Z tych względów nie można podzielić stanowiska Sądu Okręgowego, że
wnioskodawca był posiadaczem służebności przesyłu w złej wierze, wywodzonego
z faktu, iż właściciel nieruchomości protestował przeciwko budowie urządzeń
przesyłowych na jego gruncie. Okoliczność ta, jako dotycząca okresu już po objęciu
przez poprzednika prawnego w posiadanie nieruchomości obciążonej w zakresie
służebności przesyłu, nie ma znaczenia prawnego dla oceny dobrej wiary
wnioskodawcy, która istniała w chwili objęcia nieruchomości w posiadanie na
podstawie ostatecznej, niepodważonej, a więc wiążącej sąd decyzji
administracyjnej, wydanej na podstawie art. 35 ust. 1 ustawy wywłaszczeniowej z
1958 r.
Podnoszone przez uczestnika w postępowaniu kasacyjnym kwestie dotyczące
braku możliwości zaskarżenia powyższej decyzji administracyjnej m.in. z powodu
niedoręczenia jej jego poprzednikom prawnym muszą pozostać poza oceną Sądu
Najwyższego jako niepodnoszone w dotychczasowym postępowaniu. Można
jedynie wskazać, że także przed transformacją ustrojową dokonaną w 1989 r.
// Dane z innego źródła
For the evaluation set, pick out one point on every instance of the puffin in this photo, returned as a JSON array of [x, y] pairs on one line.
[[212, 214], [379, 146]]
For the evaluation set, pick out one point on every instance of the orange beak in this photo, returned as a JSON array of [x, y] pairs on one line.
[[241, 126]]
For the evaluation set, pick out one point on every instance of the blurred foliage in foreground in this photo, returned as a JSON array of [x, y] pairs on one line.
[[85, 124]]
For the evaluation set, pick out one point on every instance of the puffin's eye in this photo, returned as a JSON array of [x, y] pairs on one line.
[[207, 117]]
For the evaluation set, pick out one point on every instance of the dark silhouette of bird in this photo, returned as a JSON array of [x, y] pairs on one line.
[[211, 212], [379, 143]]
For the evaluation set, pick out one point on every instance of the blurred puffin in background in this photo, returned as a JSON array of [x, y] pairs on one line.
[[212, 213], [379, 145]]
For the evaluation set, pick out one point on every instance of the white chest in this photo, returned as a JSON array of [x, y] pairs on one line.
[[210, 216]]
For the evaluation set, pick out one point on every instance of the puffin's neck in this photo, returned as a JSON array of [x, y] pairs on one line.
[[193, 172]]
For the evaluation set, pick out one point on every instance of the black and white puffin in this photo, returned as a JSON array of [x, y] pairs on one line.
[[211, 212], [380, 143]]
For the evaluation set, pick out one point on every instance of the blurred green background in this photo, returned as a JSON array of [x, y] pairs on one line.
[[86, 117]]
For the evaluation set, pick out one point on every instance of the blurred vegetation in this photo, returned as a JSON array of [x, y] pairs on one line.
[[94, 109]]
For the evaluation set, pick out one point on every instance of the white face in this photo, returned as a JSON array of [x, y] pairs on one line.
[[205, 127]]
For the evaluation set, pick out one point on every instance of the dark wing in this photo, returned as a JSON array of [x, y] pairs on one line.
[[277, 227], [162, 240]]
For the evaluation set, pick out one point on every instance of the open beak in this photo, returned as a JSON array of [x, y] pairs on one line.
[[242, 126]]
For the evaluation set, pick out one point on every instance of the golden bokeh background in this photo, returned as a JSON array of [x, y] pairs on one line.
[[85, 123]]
powszechnie przyjmowano, iż właściciel nieruchomości, na której ma być
zrealizowana inwestycja państwowa jest stroną postępowania administracyjnego i
powinna być mu doręczona decyzja wydana na podstawie art. 35 ust. 1 ustawy
wywłaszczeniowej z 1958 r., którą może on skutecznie kwestionować w tym
postępowaniu (por. m.in. wyroki Naczelnego Sądu Administracyjnego z dnia 19
stycznia 1982 r., SA/Kr 517/81, ONSA 1982, nr 1, poz. 11 oraz z dnia 23 marca
1983 r., SA/Kr 58/83, ONSA 1983, nr 1, poz. 17). Zarzut niedoręczenia takiej
decyzji może być podniesiony w postępowaniu administracyjnym, nie zaś w
postępowaniu sądowym, w którym przesłanką rozstrzygnięcia jest ostateczna
decyzja administracyjna niepodważona we właściwym trybie.
Wobec tego, że skarga kasacyjna okazała się uzasadniona, Sąd Najwyższy
na podstawie art. 39815
§ 1 k.p.c. uchylił zaskarżony wyrok i przekazał sprawę
Sądowi Okręgowemu do ponownego rozpoznania.